Old People Totally Don't Understand Twilight

I guess it's easy to ignore sweeping generalizations and indulge in oversimplifications and stereotypes when you're not part of the target group being written about. See, I thought Caitlin Flanagan's article was a pretty fair and insightful take on the girl culture of Twilight until I read this and drilled down through the links to read all the exasperated responses.

There's two things I know:

1. Flanagan is sort of notorious for her prelapsarian views on the feminist movement and her unpopular articles on the Mommy wars.

2. Young people hate being talked about by teh Olds (who should just crawl off somewhere and, like, die or something).

So, it's really a lose-lose situation here, and really why spill anymore ink on Twilight. Someday it will have all of the impact of a stack of Flowers in the Attic library discards. Which is to say, meh.

What I liked about the article (and the thing that seems to rile the Youngs the most) was the way it looked at the psychology of why we read what read. The way it took seriously the notion that people are motivated by emotions and ideas that they may not even be aware of. This to me is pretty interesting and shouldn't just be dismissed.

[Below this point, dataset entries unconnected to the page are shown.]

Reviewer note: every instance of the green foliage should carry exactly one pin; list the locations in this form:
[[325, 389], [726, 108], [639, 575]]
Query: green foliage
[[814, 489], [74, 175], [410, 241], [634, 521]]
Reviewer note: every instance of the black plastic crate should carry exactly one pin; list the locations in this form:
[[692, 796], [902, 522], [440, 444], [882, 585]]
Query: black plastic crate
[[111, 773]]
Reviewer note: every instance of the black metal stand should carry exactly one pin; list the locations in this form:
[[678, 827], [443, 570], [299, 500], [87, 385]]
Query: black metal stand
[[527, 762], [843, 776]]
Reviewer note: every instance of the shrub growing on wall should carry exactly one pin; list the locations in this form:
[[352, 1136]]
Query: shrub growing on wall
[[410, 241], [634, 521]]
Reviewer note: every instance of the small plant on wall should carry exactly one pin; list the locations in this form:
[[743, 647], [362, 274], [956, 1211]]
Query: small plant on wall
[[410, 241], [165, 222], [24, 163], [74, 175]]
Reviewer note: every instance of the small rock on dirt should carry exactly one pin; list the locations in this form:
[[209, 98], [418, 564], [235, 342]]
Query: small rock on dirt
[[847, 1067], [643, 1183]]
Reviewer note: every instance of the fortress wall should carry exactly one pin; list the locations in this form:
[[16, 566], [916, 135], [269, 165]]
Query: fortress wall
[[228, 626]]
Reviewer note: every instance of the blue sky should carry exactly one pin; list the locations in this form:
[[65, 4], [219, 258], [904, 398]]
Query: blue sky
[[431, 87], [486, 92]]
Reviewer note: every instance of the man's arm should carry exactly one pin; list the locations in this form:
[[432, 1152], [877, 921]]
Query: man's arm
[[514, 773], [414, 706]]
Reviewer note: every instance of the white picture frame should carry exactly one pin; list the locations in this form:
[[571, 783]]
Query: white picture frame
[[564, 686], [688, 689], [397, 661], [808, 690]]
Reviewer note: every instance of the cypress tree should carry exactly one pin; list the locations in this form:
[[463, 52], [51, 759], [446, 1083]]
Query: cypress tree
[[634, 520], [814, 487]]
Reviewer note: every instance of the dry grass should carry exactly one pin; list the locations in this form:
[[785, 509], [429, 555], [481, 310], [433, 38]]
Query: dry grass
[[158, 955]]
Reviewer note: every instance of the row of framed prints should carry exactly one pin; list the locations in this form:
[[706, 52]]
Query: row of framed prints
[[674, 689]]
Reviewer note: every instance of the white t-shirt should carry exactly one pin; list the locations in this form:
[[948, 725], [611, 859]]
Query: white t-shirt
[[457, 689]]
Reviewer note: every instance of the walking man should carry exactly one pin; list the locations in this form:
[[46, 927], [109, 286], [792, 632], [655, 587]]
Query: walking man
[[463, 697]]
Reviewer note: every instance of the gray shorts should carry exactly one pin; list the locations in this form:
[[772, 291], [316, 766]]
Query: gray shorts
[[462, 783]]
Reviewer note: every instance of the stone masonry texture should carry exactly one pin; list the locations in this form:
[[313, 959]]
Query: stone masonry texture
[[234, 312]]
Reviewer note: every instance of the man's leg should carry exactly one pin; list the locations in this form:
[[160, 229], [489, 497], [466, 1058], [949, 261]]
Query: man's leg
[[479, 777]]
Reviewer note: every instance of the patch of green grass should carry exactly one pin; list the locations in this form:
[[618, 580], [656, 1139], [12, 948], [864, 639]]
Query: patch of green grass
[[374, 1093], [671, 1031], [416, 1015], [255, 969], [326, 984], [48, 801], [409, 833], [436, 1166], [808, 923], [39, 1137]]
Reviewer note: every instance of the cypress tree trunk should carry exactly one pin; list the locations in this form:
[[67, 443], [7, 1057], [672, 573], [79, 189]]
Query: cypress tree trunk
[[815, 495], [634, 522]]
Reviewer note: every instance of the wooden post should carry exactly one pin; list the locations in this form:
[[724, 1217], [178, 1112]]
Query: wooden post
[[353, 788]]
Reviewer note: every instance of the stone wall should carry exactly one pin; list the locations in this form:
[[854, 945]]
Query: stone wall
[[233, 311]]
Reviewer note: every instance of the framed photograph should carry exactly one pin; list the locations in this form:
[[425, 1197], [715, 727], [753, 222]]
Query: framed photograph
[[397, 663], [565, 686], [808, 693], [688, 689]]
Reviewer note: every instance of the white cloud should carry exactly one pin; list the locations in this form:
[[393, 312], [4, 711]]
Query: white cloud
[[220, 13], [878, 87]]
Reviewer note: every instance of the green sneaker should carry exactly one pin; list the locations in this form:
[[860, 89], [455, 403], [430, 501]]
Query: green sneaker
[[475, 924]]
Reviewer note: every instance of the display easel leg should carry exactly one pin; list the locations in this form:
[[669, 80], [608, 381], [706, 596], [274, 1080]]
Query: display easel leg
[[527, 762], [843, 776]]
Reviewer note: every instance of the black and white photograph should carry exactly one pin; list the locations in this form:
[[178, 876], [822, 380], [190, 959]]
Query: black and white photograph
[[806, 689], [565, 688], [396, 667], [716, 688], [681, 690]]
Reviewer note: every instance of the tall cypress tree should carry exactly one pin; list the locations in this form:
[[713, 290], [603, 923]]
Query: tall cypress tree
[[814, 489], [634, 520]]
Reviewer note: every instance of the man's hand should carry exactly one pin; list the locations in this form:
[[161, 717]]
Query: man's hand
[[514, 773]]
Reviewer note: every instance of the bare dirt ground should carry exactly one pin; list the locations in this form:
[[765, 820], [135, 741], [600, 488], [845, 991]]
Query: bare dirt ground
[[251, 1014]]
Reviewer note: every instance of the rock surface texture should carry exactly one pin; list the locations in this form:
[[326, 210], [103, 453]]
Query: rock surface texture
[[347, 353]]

When you think about it, the conscious mind is a powerful engine and a very busy machine that does its level best to get you through all the things you need to be and to do during a given day. One thing it does not like to do, is look at itself. It does not like to examine its own processes. It does not like self-awareness. These things are dangerous and crippling and are likely to throw everything out of joint. Instead it prefers balance and stability, so it will rationalize whatever is going on in your head in order to keep things moving and all those dark, scary thoughts get smoothed over and ignored.

Let's face it, you'd never get out of bed much less go to school or work if your brain let you sit around and think about how stupid and pointless everything is all the time. The rationalizing mind keeps enough of "the happy" bubbling up to keep you moving, getting your work turned in, the bills paid, and food in your stomach.

Similarly, when you read, you might think that what your doing is for pleasure, or for escapism but that's just your ego trying to keep things light and happy. What you're really doing is looking at your mind, getting under the covers to look at all of those nameless creepy crawly things in your brain that drive you and motivate you even if you don't know it. Literature is a tool for examining minds, looking at how other minds solve problems, make judgments, reach decisions, and achieve goals. The details of any given story are the examples used to support the mind's argument. They are the evidence presented in order to persuade you of whatever was in the writer's mind at the time she was writing it.

So if Flanagan wants to argue that the readers of Twilight, or the readers of YA fiction occupy a different headspace than the readers of Ulysses or The Road, I'm inclined to accept that as a given. And I'm also sympathetic to the idea that those same readers are trying to satisfy different emotional and intellectual needs in different ways. What she forgets to acknowledge is that readers don't know that that's what they're doing when they're doing it.

Readers prefer to think that they're reading for pleasure or reading to learn. They want to remain at an intellectual remove from whatever's percolating in their id. They want to engage emotionally and empathetically with what they read, but they don't want you to talk about it and trivialize it. Reading is a great pleasure, but it can also be really, really embarrassing.

So yes, the Twilight series probably does use vampirism as a romantic metaphor for how girls blossom into women, but don't talk about it. That just, like, totally gross.

Now go lock yourself in your bedroom and listen to the Vivian Girls or something.